Riyadh February 7 2024: Saudi Arabia’s fiscal break-even oil price for the budget has risen in recent years and forecasted to remain above USD90/bbl in 2024 before falling to USD85/bbl in 2025, according to Fitch rating agency.
A USD10/bbl movement in oil prices impacts our budget forecast by 2%-2.5% of GDP, holding other factors constant. A change in oil output by 500,000 b/d impacts the budget by around 1% of GDP.
Oil dependence remains a rating weakness. Oil revenue will account for around 60% of total budget revenue in 2024-2025 (albeit down from 90% 10 years ago) and oil GDP 30% of total nominal GDP.
“Saudi Arabia’s 2024 budget projects fiscal deficits over the medium term, of around 2% of GDP, marking a shift away from the previous set of medium-term figures that projected annual surpluses and a decline in government debt/GDP. Spending ran 14% ahead of budget in 2023 and in the latest projections spending in 2025 will be 15% higher than previously planned. This policy recalibration reflects a decision to make more use of the fiscal space to support strong non-oil economic growth and press ahead with economic and social priorities under the Vision 2030 strategic development plan” states Fitch rating agency.

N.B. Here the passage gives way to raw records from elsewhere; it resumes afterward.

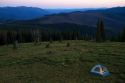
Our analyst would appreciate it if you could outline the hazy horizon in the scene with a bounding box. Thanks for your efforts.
[0,0,125,9]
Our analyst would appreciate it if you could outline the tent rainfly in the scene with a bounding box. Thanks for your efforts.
[90,64,110,77]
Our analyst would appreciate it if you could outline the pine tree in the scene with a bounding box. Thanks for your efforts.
[96,19,105,42]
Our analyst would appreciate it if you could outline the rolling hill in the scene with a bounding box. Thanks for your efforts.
[0,7,125,34]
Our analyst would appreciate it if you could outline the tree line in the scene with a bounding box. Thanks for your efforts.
[0,19,125,45]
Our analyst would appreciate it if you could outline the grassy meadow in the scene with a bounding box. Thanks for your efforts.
[0,40,125,83]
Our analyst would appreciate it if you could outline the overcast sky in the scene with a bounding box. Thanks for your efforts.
[0,0,125,8]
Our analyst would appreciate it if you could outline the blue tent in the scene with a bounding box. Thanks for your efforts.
[90,64,110,77]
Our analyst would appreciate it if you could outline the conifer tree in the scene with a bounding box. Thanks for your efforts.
[96,19,105,42]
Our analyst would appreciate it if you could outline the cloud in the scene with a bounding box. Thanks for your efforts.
[0,0,125,8]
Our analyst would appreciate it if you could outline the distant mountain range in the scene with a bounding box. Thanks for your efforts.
[31,7,125,31]
[0,7,125,33]
[0,6,99,21]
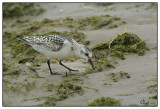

“We forecast a budget deficit of 2.3% of GDP in 2024, similar to 2023 and slightly ahead of the 1.9% of GDP budget plan. We expect spending 3.5% above budget, at SAR1.3 trillion on higher capex and procurement. We also assume revenue to be higher than budgeted and higher than in 2023, despite our assumption that average oil production and prices will be lower. Revenue will be supported by performance-related dividends from Aramco. We forecast a wider budget deficit of 2.8% of GDP in 2025, assuming spending in line with budget plans, lower oil prices and higher oil production (10 million b/d)” Fitch added in its note.